月亮悄悄地從雲後出現,彎彎的,微黃的,斜掛在半空中。當時是在玄月,所以夜顯得有些暗。擡頭望去,高遠深邃的夜空靜謐而神秘,明亮的北鬥,織女牛郎閃耀天河對岸,絢爛的星光依稀灑落滿天。對我來說,離開家鄉已經很久了。仔細想起來,我已經在喧囂多彩的城市裏奔波了壹整天,甚至已經忘記了月光和星空。
在這淡黃色的月光下,我仿佛看到壹個孩子躺在母親的懷裏,數著天上的星星,在四十多年前用高粱稭稈編織的蘆葦箔上,月光像壹層朦朧的薄紗籠罩著他們。突然壹顆流星閃過,那是蘆葦花劍上的孩子們每晚都渴望找到的。孩子高興得跳起來,壹把抱住媽媽,使勁喊:曲流星,疙瘩,等明天叫我去撿東西。流星帶來好運。他媽媽告訴他,看到流星,這些話壹定要喊出來,不然不行。那時候孩子能指望拿起什麽?自然是“錢”。如果妳能撿到壹兩個便士,這個孩子可以去“小馬妮”攤位購物,那裏有許多五顏六色的糖人、糖猴子和糖獅子在她的木箱裏。
這樣看著淡黃色的月牙,我仿佛聽到壹群群孩子“吱吱嘎嘎”地在村裏的街上狂奔。他們總是分成兩隊,壹隊手拉手站成壹長排,喊著:“野雞,打草繩,解開草繩,把妳的騾子和馬牽過來。”

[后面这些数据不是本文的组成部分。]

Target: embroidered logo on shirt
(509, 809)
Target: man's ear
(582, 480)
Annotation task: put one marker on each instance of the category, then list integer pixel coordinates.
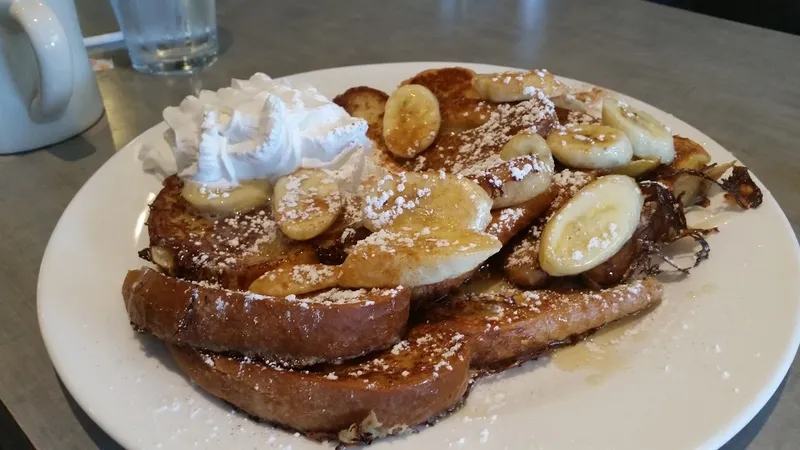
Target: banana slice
(296, 280)
(592, 226)
(241, 199)
(432, 199)
(415, 256)
(306, 203)
(534, 183)
(649, 137)
(592, 146)
(515, 86)
(637, 167)
(526, 143)
(411, 120)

“哪壹個?哪壹個?”另壹群孩子遠遠地站著,齊聲問道。
“就是中間那個。”被點名的孩子真的像小馬壹樣沖到了長長的隊伍裏,用盡力氣用手撞開了兩個。否則,他就成了對方的俘虜,只能呆在壹邊,不能動彈。那時,孩子們常常在這月光下歡笑、呼喊、奔跑,享受著童年的純真和快樂。
在這微黃的月光下,我還能聞到泥土的芬芳和壹股成熟的味道,因為這是我家鄉麥收的季節。麥子熟了以後,當地的壹種蟬,俗稱“知了”就是知了,知了,知了,知了,知了,知了,知了。
如今,月色依舊,只是村裏寬敞的街道上少了些喧囂。偶爾會有壹兩只狗吠叫,以示夜晚的寂靜。幹了壹整天農活的人大多呆在自己家裏,孩子們大多沈浸在電視、電腦、遊戲中。風涼涼地吹著他們的臉,過去的壹切都消失得無影無蹤。月光被冷落後似乎更加孤獨。
我靜靜地坐在這淡黃色的月光下,任思緒在往事中徜徉,沒有人打擾我,仿佛壹切都是我的。喝壹口茶,讓我慢慢享受和品味這無邊的月光!